In my view, burndown charts are valuable catalysts for conversation about the way your team is getting work done. By extension, a retrospective that makes good use of a burndown chart is more likely to produce actionable insights that will result in meaningful outcomes.

This post is about what I think burndown charts tell us and how you can use them in your retrospectives.

What does a burndown chart tell us?

A burndown chart, as I see it, gives a qualitative sense of what’s going on in a team’s sprint.

As many burndowns show, scrum teams can be riddled with interruptions or regularly fail to deliver on their sprint commitments. Deciding to use scrum doesn’t automatically mean that you’ll fend off interruptions or complete sprints. Scrum just makes it visible when you don’t. To change the way you work will always require some sort of irreducible creativity, teamwork, problem solving—that hard, human idea-making that no universal process will ever be able to do for you. But the framework you use to think about your work will help you know where to focus your efforts. That’s where the burndown chart comes in: it registers when sprints are affected by interruptions, gross mis-estimations, or by pulling in too many points. An unhealthy burndown is a good entry point into a conversation into what needs improving.

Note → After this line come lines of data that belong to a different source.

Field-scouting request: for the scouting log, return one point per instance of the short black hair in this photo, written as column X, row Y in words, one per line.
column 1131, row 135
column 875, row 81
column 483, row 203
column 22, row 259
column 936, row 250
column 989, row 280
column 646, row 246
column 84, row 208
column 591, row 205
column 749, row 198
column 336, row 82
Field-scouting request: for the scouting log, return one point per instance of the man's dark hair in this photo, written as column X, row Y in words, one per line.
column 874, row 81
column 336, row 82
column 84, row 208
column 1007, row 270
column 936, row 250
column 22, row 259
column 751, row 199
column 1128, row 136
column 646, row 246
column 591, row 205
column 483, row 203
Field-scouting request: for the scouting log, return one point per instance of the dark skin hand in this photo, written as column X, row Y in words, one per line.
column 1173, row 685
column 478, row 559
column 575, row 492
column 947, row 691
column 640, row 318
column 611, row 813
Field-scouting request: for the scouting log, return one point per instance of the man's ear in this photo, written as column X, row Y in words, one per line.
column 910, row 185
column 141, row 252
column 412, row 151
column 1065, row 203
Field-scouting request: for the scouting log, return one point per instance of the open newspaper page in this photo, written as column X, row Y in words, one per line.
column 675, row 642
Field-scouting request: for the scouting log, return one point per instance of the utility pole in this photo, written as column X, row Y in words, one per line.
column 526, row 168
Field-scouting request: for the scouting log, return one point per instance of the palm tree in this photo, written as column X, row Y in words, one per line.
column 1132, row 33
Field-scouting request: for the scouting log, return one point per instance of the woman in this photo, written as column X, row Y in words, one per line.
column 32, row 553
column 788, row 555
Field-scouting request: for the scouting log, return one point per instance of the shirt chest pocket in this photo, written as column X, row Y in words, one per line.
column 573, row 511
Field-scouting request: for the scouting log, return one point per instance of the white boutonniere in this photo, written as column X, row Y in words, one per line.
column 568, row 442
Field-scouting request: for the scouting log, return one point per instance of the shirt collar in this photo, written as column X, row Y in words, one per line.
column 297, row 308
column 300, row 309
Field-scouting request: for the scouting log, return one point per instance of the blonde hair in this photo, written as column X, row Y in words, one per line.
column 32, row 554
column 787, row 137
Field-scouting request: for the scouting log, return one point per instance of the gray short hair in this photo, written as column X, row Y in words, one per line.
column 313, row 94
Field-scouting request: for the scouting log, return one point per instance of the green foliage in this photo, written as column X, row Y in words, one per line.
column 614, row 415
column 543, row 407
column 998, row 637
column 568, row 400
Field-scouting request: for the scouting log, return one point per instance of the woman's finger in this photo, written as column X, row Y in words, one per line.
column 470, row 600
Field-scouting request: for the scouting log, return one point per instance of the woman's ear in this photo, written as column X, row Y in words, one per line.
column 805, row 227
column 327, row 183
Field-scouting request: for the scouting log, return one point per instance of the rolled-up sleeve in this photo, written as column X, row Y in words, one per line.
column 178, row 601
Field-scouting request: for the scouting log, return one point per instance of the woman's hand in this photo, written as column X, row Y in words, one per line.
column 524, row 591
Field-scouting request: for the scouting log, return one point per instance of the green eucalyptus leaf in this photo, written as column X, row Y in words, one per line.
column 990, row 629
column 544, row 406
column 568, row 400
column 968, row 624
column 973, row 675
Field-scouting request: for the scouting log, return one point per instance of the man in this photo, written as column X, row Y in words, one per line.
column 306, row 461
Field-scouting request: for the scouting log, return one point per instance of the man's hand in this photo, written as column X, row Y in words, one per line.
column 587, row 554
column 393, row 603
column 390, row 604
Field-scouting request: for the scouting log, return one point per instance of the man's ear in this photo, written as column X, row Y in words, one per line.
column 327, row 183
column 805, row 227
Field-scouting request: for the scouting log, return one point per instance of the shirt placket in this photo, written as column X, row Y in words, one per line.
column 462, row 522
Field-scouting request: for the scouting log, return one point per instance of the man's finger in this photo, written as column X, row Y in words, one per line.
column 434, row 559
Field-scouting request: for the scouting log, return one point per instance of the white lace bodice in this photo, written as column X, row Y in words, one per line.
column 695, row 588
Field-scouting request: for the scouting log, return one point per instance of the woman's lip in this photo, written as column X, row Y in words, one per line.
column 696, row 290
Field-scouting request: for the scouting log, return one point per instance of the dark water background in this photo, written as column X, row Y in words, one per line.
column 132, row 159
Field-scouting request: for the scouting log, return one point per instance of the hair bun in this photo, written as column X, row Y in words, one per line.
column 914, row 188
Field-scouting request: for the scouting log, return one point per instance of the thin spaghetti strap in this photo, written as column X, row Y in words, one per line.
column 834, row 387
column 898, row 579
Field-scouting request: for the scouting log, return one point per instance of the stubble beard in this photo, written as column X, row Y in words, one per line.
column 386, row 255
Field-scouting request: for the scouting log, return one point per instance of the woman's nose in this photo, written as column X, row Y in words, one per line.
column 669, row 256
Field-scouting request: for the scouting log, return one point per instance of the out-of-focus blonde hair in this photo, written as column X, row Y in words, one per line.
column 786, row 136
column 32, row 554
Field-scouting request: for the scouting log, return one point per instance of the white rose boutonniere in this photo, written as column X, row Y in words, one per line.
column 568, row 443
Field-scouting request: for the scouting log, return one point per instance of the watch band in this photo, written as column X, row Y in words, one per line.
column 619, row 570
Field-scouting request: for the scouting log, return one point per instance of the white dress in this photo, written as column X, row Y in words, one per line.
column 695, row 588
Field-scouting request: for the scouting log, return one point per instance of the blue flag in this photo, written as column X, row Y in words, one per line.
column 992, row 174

How you can use burndowns in your retros

Here’s the idea. You start your retro by looking at your team’s burndown, and ask the following two questions:

  1. Why did—or didn’t we—complete our sprint commitments?
  2. Why were there—or weren’t there—interruptions in the sprint?

In scrum, teams should be using the retro to continually hone their processes toward the goal of consistently hitting their sprint goals and reducing interruptions. For those of you who are skeptical of scrum (and we should all maintain healthy degrees of skepticism about our processes!), talking about the burndown will raise legitimate questions about the relative importance of delivery on commitments or reducing interruptions.

I suspect that many of the points that might come up in a traditional retro (one that asks what went well and what didn’t) will also surface in a burndown-driven retro. However, in the burndown-driven retro, I suspect that these points will surface as part of a broader narrative about your team’s ability to work effectively, increasing your motivation to address them. 

A side benefit of a burndown-driven retro is that you can evaluate the efficacy of your action items when you revisit your burndown in your next retro. In theory, burndown-driven retros will, over time, lead the team to healthier burndowns. By cementing the burndown as a proxy for the team’s performance, it becomes a scorecard that you can measure your team’s progress against.


After I started writing this post, I had some interesting conversations with some coworkers, including Bill, on this topic, where they expressed similar views to the ones in this post. My own thinking on this topic is greatly indebted to theirs.

Another coworker of mine pointed out that changing your retro style can help surface different kinds of issues. If you try this kind out, keep in mind that they’re no one best way to run retros. On the contrary, there may be great benefit in switching it up.

I think about burndown charts as if they’re a strand in a spider’s web: a thing the spider can use to remotely detect disturbances at a distance, otherwise invisible to its senses. Teams, composed of people who are prone to biases and blindspots, should think about other ways to build and maintain “webs” to register other invisible aspects of their performance. What strands compose your team’s web?